Vue de l’école libre de Saint-Joseph à Lille (aujourd’hui collège Saint-Nicolas)
À droite, la chapelle qui va être démolie. On voit que celle-ci forme un ensemble
cohérent, non seulement avec le collège, mais aussi avec le Palais Rameau,
du même architecte Auguste Marcou, qui se trouve à gauche (on ne le voit pas),
avec sa travée centrale dans l’axe exact de la chapelle
Carte postale ancienne
Voir l´image dans sa page

Cette ordonnance « avait été prise dans le cadre d’une habilitation donnée par la loi du 7 juillet 2016 relative à la liberté de la création, à l’architecture et au patrimoine (LCAP) », une loi dont nous avons parlé à plusieurs reprises. Il s’agissait d’une part de substituer à l’instance de classement une « instance de protection », ainsi que d’aligner le régime des travaux sur monuments inscrits avec celui des travaux sur monuments classés. Cela signifiait que le ministère de la Culture aurait eu les moyens de sauver la chapelle Saint-Joseph de Lille simplement en l’inscrivant au titre de monument historique, même après la délivrance d’un permis de démolir ou de construire.
Comme le fait remarquer en effet l’auteur, lorsque le directeur général des Patrimoines écrit que « la chapelle n’est pas dénuée d’intérêt architectural », cela justifie à soi seul une inscription au titre des monuments historiques puisque pour cela il suffit que le monument ait un « intérêt d’histoire ou d’art suffisant ». En revanche, en affirmant qu’il n’aurait pas suffisamment d’intérêt pour être classé (ce que nous contestons, avec beaucoup de spécialistes), il constate qu’une simple inscription ne permettrait pas techniquement de sauver la chapelle, un permis de démolir ayant été délivré préalablement. Mais cela n’aurait pas été le cas si l’ordonnance avait été ratifiée, son but étant notamment de combler cette lacune. Bref, le personnel politique, si c’est bien lui qui commande au ministère, se prévaut de ses propres turpitudes pour ne pas protéger la chapelle Saint-Joseph !

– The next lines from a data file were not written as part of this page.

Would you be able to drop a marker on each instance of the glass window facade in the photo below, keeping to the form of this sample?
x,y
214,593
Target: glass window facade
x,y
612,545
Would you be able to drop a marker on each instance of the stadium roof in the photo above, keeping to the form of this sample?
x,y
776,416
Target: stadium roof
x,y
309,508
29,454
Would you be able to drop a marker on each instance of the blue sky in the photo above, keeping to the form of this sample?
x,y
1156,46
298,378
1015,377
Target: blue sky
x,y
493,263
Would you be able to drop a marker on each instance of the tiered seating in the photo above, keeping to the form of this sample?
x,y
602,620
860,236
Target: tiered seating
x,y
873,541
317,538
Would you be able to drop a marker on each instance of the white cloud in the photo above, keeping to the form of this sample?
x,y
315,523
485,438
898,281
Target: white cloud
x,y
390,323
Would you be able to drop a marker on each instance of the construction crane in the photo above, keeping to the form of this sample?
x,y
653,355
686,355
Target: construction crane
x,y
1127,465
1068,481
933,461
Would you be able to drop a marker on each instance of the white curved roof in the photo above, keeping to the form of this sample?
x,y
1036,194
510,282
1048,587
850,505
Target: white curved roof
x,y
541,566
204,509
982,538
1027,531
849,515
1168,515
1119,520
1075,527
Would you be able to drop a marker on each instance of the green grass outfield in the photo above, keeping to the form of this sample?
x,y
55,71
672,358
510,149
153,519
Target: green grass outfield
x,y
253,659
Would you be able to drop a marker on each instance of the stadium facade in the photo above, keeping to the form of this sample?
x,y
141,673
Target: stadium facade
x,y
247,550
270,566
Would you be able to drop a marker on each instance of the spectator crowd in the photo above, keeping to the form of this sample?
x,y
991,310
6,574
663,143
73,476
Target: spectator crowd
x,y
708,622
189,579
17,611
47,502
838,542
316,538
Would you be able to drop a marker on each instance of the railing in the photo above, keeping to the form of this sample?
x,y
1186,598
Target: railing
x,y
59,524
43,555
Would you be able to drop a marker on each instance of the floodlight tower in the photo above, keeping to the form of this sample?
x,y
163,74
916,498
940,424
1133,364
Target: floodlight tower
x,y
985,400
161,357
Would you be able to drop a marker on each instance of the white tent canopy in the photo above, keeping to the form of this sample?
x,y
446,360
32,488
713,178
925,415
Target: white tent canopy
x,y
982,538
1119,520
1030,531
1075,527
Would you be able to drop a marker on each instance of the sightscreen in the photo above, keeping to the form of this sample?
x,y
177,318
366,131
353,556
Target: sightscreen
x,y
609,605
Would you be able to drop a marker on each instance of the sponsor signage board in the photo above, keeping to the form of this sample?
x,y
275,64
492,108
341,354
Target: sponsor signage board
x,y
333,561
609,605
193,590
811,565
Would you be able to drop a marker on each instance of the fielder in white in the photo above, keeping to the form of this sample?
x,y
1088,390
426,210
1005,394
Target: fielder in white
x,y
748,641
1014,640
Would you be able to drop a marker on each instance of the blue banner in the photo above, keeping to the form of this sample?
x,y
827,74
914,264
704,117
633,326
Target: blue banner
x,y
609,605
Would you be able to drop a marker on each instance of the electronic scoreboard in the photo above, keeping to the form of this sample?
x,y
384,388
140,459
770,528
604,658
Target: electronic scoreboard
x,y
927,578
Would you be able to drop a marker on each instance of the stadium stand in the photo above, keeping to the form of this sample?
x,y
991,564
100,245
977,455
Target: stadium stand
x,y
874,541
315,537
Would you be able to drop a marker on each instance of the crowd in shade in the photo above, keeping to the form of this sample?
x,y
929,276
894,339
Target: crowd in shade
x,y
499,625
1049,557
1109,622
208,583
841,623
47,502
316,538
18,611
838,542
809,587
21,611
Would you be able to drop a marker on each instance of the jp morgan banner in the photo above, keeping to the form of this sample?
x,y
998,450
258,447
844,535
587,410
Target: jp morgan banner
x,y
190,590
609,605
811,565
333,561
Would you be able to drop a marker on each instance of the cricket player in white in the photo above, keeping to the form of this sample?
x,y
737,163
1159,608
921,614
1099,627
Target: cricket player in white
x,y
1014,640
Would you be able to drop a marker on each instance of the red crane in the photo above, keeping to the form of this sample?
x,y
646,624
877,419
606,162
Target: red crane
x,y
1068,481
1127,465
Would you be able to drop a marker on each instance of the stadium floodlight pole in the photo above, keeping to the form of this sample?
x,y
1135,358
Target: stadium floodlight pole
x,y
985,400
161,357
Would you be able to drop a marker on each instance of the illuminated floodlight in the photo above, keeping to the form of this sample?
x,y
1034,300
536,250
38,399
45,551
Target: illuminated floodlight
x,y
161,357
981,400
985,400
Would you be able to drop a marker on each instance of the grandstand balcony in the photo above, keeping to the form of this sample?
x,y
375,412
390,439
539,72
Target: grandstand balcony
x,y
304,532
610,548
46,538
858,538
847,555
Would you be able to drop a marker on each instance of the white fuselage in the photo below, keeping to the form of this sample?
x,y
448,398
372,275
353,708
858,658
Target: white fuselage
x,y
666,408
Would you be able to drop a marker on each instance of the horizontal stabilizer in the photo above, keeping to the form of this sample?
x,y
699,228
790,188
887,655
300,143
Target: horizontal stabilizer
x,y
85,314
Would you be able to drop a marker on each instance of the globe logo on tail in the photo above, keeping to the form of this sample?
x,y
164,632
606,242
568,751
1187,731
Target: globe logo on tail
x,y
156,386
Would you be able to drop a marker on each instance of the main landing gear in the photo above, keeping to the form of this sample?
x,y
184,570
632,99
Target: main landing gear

Au demeurant, même dans le cadre du droit actuel, appliquer pendant un an les effets du classement à un monument menacé de destruction permet non seulement d’instruire le dossier de son inscription (si toutefois aucun permis n’a encore été délivré) ou de son classement potentiel, mais également de prendre le temps d’examiner avec le propriétaire de quelle manière le bâtiment pourrait être sauvegardé, même sans qu’il soit finalement classé ou inscrit. Et l’analyse que fait l’étude d’impact de la loi patrimoine (rédigée par le ministère de la Culture) des instances de classement prises depuis la réforme de 2005 est édifiante : sur 35 décisions d’instance prises, 6 ont abouti à un classement définitif avec l’accord du propriétaire, 3 ont débouché sur un classement d’office (donc sans l’accord du propriétaire), 15 ont permis une inscription (dont nous rappelons qu’elle ne nécessite pas l’accord du propriétaire), 4 ont permis de sauver le monument sans protection et seulement 2 ont été démolis (peut-être un troisième le sera), tandis que deux dossiers sont encore en cours d’instruction. Sur 33 instances de classement prises (et dont la procédure est terminée), le ministère de la Culture a donc réussi à sauver pas moins de 30 monuments, sans forcément recourir à une protection, parfois grâce à un simple accord trouvé avec le propriétaire. Mais négocier mollement, comme l’a fait le ministère, et hors de toute instance, ne produit pas les même effets… Rien ne dit en effet qu’en étudiant réellement avec l’Yncrea les conditions de sauvegarde de la chapelle, pendant un an, avec application provisoire des effets du classement et sous la menace d’un classement d’office, un accord n’aurait pas pu être trouvé. Mais protéger le patrimoine n’est clairement pas la priorité de Philippe Barbat, directeur général des Patrimoines.

Cet article de Sites & Monuments, que nous encourageons tous nos lecteurs à lire de près, montre donc que le président de la République, Emmanuel Macron, en refusant de ratifier l’ordonnance de 2017, s’est à la fois privé d’une simplification administrative, tout en donnant un blanc-seing supplémentaire aux démolisseurs qu’il semble tant aimer.
Précisons que cette ordonnance prévoyait d’autres dispositions très utiles permettant notamment à certains travaux d’être effectivement faits d’office par le ministère ou de protéger le patrimoine mobilier par la création d’un « instance de protection » symétrique de celle des immeubles.

Nous conclurons en publiant une carte postale ancienne (ill. 1) retrouvée par Julien Lacaze qui démontre encore mieux ce que nous écrivions dans nos derniers articles, et ce que nous avait dit Étienne Poncelet. Avant la construction d’un bâtiment en béton à côté de la chapelle (qui sera aussi détruit, pour être remplacé par un autre édifice aussi massif et mal intégré), on pouvait voir dans un seul panorama le Palais Rameau (qui se trouve hors de la photo à gauche) et la chapelle Saint-Joseph qui se trouvait dans l’axe de la travée centrale de ce monument. Cet ensemble urbain est dû au même architecte. Prétendre que cela ne mérite pas un classement relève de l’erreur manifeste d’appréciation, ce qui n’est certes pas la première pour le directeur général des Patrimoines.